Proteins are critical components of diverse consumer goods, including vaccines. Newcomers and existing market participants are seeking accessible and agile technologies for protein development and production, but legacy manufacturing operations typically require substantial up-front capital, specialized physical space, and an expert workforce. Here, we describe the advantages of using eukaryotic microbes and continuous manufacturing for protein product development and commercial production.

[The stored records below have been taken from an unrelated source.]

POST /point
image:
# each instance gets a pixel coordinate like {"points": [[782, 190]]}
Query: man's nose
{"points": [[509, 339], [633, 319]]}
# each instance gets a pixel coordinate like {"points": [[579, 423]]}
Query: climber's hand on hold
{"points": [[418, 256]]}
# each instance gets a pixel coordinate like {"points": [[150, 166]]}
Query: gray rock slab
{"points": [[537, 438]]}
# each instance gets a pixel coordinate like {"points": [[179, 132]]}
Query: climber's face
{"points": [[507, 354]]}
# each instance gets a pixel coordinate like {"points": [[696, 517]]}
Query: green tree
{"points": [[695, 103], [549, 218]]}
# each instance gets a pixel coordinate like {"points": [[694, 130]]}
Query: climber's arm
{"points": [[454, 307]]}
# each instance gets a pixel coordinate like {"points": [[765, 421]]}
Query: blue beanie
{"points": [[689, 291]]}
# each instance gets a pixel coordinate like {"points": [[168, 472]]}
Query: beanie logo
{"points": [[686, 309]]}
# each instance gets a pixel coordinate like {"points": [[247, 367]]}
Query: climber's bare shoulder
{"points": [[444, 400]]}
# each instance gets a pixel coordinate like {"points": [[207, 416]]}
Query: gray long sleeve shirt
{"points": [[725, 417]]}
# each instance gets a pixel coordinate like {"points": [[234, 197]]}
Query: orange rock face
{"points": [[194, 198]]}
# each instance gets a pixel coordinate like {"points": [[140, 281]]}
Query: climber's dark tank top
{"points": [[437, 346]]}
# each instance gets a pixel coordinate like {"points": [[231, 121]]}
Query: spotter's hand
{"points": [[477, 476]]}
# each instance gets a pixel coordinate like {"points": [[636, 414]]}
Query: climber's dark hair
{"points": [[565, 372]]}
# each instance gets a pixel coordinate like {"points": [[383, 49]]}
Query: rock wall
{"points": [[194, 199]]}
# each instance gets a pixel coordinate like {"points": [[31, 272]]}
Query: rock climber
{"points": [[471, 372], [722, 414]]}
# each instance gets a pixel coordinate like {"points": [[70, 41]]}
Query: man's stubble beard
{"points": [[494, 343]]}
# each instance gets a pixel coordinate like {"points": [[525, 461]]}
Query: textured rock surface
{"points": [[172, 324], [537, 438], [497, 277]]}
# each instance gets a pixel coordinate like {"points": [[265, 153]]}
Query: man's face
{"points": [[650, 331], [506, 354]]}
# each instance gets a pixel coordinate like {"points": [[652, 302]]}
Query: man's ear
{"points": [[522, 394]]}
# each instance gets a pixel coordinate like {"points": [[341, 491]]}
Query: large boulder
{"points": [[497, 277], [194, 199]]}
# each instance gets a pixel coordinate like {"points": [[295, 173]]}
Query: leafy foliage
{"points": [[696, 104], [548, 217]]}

Eukaryotic microbes, such as Pichia pastoris, enable rapid development cycles, cost-effective manufacturing, and multi-product agility. This is due to their quick doubling times, direct genomic integration of transgenes, ability to cleanly secrete complex proteins, and the low-cost raw materials for their cultivation. Continuous manufacturing also has significant benefits for process development and protein production, including a reduced physical footprint and carbon footprint, lower capital investment and ongoing operational costs, and increased flexibility, productivity and product quality. Sunflower has developed a proprietary technology –the Daisy PetalTM Perfusion Bioreactor System- that enables continuous fermentation of eukaryotic microbes. We show that the Daisy PetalTM can be used for efficient continuous production of recombinant proteins by Pichia pastoris, including cytokines, hormones, subunit vaccines, virus-like particles, monoclonal antibodies, and other products.

Speakers:


Speaker 1

Name
Dr. Laura Crowell

Position
Director of R&D, Sunflower Therapeutics

Biography: Laura Crowell is the Director of Research and Development at Sunflower Therapeutics PBC, a biotech startup focused on dramatically reducing the time and cost to develop and manufacture biologics for patients around the world. In her current role, Laura oversees ongoing efforts to develop the right-sized and efficient manufacturing approaches for protein-based therapeutics and vaccines using strain engineering, integrated process development, and automated multi-product facilities.    Laura received her Ph.D. and M.S. in Chemical Engineering from MIT and her B.S. in Chemical and Biological Engineering from Tufts University. Her doctoral work accelerated process development for biologics on a small-scale, integrated, multi-product manufacturing platform. This involved the demonstration of an automated, small-scale biomanufacturing system for the rapid, end-to-end production of clinical quality biopharmaceuticals along with the development and optimization of processes for the integrated, straight-through purification of biologics. Laura has authored more than 10 scientific papers and patents.


Speaker 2

Name
Ms. Alexandra Bonnyman

Position
Director of Engineering Operations, Sunflower Therapeutics

Biography: Ms. Bonnyman is an expert in yeast fermentation, scale-up, quality control, and manufacturing operations with over 10 years of experience. She received her bachelor’s degree in biology from Suffolk University and her Master of Science degree in Technology Development from Wentworth Institute of Technology. She previously trained in the Love Lab at MIT, where she served as the technical lead for the large-scale prototype manufacturing system created as part of the DARPA-funded Bio-MOD project to develop an automated, small-scale biomanufacturing platform for rapid, end-to-end production of high-quality biologics.